La scoperta ebbe per me un retrogusto tragicomico che merita un doveroso chiarimento. Molti anni prima avevo trovato a Montù Beccaria, nella cantina della casa che era stata di mio zio Angelo, un dente di cinghiale. Non so quale impulso mi fece venire l’idea. A quel tempo non avevo una grande opinione di Bot, lo consideravo una specie di clown della pittura e le sue tele africane un grottesco pastiche di pittura e cianfrusaglie bizzarramente assortite. Il Guerriero, in particolare con quelle labbra rosse che imitano curiosamente un segnale di divieto d’accesso e la collana composta dai materiali più svariati –bottoni, ingranaggi d’orologio, forbici- mi pareva un esempio del peggior kitsch. Ripeto, non so neppur io come mi venne la sciagurata idea di “migliorare” il guerriero libico, aggiungendo a mo’ d’orecchino il dente che avevo rinvenuto in cantina. Non feci altro che infilare la cordicella che lo agganciava a una sporgenza del quadro e voilà il gioco era fatto. Passarono gli anni e dimenticai quell’antica profanazione. Quando Antonio Braga catalogò e fotografò il quadro non mi rammentai di dirgli dell’orecchino. Ora un incidente insperato aveva restituito l’opera alla sua originaria integrità. Come non pensare a una vendetta di Bot.
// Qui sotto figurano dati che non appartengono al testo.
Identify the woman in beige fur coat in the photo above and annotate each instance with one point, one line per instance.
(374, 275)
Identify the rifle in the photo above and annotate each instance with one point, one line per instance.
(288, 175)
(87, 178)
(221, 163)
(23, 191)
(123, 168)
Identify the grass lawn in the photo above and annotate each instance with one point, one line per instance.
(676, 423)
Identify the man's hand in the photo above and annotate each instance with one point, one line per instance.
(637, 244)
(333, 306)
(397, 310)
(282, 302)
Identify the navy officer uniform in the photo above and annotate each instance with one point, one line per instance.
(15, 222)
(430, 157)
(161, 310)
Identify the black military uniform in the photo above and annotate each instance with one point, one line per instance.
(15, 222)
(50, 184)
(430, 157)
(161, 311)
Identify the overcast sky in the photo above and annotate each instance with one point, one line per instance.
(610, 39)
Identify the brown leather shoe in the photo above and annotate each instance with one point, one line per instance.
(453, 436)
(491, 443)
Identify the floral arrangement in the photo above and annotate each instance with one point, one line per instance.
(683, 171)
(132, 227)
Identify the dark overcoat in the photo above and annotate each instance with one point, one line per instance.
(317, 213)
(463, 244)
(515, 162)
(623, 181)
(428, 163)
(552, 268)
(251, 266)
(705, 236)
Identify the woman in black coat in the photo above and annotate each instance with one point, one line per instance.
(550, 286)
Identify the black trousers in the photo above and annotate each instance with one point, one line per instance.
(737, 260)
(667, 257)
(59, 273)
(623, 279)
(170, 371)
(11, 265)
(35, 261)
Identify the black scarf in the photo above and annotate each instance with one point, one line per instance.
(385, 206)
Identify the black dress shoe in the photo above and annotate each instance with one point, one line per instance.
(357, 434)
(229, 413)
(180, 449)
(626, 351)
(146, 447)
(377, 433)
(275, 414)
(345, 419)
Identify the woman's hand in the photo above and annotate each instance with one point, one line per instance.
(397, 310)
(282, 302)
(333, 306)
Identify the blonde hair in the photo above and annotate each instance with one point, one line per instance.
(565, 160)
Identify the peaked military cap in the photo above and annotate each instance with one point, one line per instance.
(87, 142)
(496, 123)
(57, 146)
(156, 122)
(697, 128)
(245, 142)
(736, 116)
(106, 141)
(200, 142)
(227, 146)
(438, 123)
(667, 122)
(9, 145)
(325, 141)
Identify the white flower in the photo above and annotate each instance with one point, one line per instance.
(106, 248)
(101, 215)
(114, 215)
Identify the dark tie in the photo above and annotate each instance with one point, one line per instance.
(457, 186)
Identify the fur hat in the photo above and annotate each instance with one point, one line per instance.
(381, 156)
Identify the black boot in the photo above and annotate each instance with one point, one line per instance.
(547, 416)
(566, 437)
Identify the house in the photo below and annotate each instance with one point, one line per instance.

Potete riderne, ve lo concedo, ma io “mi sono fatto persuaso” come direbbe il commissario Montalbano che sia stato proprio il fantasma di Bot ad armare la mano dello sconosciuto a cui rimase forse in ricordo l’orecchino apocrifo. Il bello è che qualche tempo dopo osservando su un catalogo un'altra tela di soggetto “affricano” del nostro vidi con sorpresa che un guerriero, pressappoco simile al mio, aveva appeso al collo un dente d‘osso. Che vi sia stato uno scambio di dente tra i due quadri?.(al solit profesur).